When an object, say, a boat, travels at a certain velocity, and the medium through which it travels, say, a river, has its own velocity, we can find the resultant velocity of the object by adding the two velocities. In this example, we find the resultant velocity vector of a boat. Created by Sal Khan.
Want to join the conversation?
- How do we know that we're supposed to add the vectors?(4 votes)
- In 1 dimension, say walking along a moving train, you'd add the train's velocity to yours (one or both of them may be a 'negative' velocity) to work out your velocity relative to the railway track (we're ignoring Einstein's Special Theory of Relativity here, but the error in doing so is truly negligible).
So adding velocity vectors in 2 dimensions is entirely consistent with that.(3 votes)
- stupid question but the effect of the current depends what the boat is floating in right?
what if it was sailing in mercury flowing at 15kmph?(3 votes)
- We assume that the liquid it floats in doesn't provide drag.
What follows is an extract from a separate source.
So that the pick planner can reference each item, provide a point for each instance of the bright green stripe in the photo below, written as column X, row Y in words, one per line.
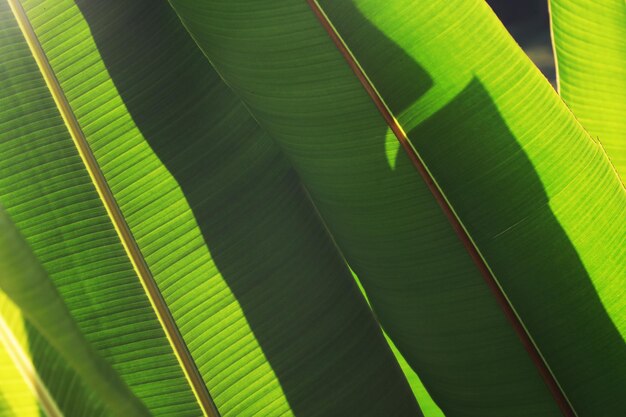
column 264, row 302
column 49, row 195
column 535, row 192
column 590, row 46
Realistically, any fluid (water too) offers some resistance to motion, which isn't considered here. So, irrespective of the fluid, the motion remains the same assuming the current's velocity is the same.(3 votes)
- this is so helpful can we find more video like this 1(2 votes)
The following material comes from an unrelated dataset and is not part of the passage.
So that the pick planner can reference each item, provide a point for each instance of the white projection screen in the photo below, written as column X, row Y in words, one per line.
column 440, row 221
- Why can't you just do the square root of 26^2 + 15^2 to work out the boat's speed?(1 vote)
- You can only do the Pythagorean theorem if it's a right triangle.
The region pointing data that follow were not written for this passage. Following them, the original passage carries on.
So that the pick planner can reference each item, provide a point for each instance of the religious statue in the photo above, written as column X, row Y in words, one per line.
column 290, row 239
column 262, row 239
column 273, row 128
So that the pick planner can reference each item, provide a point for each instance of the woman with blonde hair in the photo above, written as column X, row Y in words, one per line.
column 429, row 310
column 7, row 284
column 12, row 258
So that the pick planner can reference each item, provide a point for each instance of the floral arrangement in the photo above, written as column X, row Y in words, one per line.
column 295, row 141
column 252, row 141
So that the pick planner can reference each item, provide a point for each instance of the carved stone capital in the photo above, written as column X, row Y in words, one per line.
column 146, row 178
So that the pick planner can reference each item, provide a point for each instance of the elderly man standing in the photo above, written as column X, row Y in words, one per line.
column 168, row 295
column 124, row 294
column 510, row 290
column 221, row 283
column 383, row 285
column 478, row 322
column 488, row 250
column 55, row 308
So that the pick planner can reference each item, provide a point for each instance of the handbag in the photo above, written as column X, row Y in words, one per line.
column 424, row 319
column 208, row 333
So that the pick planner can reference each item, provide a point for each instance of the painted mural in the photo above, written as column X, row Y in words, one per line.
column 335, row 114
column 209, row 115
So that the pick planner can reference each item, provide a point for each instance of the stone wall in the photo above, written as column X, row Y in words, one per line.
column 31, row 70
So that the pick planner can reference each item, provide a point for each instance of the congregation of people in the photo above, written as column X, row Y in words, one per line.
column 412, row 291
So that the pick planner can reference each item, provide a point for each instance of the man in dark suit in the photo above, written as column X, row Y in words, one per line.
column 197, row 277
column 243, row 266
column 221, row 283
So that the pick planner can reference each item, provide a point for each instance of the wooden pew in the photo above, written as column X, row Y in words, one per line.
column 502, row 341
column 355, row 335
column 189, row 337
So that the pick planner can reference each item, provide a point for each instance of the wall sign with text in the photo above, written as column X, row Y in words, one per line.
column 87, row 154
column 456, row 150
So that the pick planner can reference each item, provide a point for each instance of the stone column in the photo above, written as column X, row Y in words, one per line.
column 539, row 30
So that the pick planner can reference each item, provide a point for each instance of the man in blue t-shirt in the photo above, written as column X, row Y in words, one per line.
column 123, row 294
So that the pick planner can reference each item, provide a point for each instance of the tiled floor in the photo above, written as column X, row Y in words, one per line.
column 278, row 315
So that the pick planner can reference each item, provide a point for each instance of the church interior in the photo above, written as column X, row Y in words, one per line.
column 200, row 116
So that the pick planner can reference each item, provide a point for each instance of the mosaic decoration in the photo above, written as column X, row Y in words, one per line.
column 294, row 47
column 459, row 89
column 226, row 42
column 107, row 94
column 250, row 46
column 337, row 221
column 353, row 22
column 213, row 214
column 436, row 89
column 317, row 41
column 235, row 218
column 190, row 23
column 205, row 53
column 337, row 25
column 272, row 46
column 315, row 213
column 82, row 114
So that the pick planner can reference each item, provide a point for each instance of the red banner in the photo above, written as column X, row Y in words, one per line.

In this case, since the 26-magnitude vector is at 300° CCW from the east and the 52-magnitude one is at 25°, there is a 95° angle between them when you make the triangle for adding the two vectors (2:48). This is not a right triangle, so you can't use Pythagorean.
If you found the angle between the two vectors to be 90°, then you can use Pythagorean to find the magnitude of their sum. (But tbh, it's simpler to add the vectors normally than check the angle between the two vectors every time you do a problem like this.)
Hope this helped :)(3 votes)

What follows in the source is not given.